“Pat was a good man who said his beads and will go straight to heaven so we need have no worries and we’ll get on with the prayers.”
That was the homily at a funeral of a Catholic neighbour, some fifteen years ago or more. I had only attended because the family asked me to go and do some prayers. The priest told me that any prayers I did would have to be after he had finished the burial.
Maybe it was an attempt at a calculated insult, or maybe he believed that Protestants were so far down the scale of things that it would be less embarrassing if we were not there at all. After the burial is finished just about anyone can say anything; the message was clear, “You count for nothing”.
In retrospect, it was a relief to have had no involvement in a ceremony that excelled in its banality. Apart from the one sentence homily, the deceased’s name occurred about twice in the service. There were no orders of service, no music, nothing to recognize the departing of a man who had been known and loved throughout the little rural community.
Maybe the priest regarded the funeral as an inconvenience; maybe he had another engagement, though, in a small rural parish, it would be hard to imagine where, but if the script writers of Father Ted had been looking for inspiration on perfunctory ceremonies, they wouldn’t have been short of material – it was all done in about twenty minutes.
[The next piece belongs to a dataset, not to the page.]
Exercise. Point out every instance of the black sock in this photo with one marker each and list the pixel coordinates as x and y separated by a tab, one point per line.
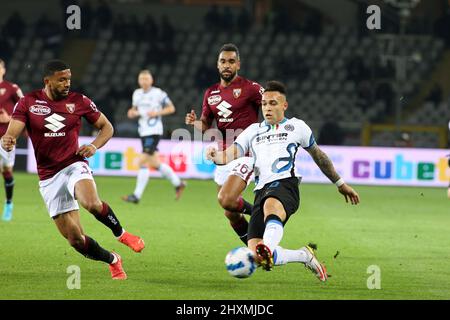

In a country with rich traditions in literature, language and music, it seemed odd to sink to blandness. Even if there had been some prayer, some poem, some piece from the past, something to rise above the rushed mumbling of a liturgy, where the priest would start the next line before the people had finished the previous response. Ireland need never be banal.
Thoughts of the funeral arose listening to Morning Ireland on RTE Radio this morning. Ireland is bursting with cultural events in the summertime, the Boyle International Festival began on Friday; all around the country there are things happening – so what did the RTE producer think was worthy of coverage? The wife carrying championships in Co Kerry.
It was an item that might have been good for a bit of craic on a local radio station – but this was our national public service broadcaster, for which we pay every year with that poll tax called the television licence. Craggy Island would have been proud of getting such an event onto national radio.
Is this really where Ireland has reached?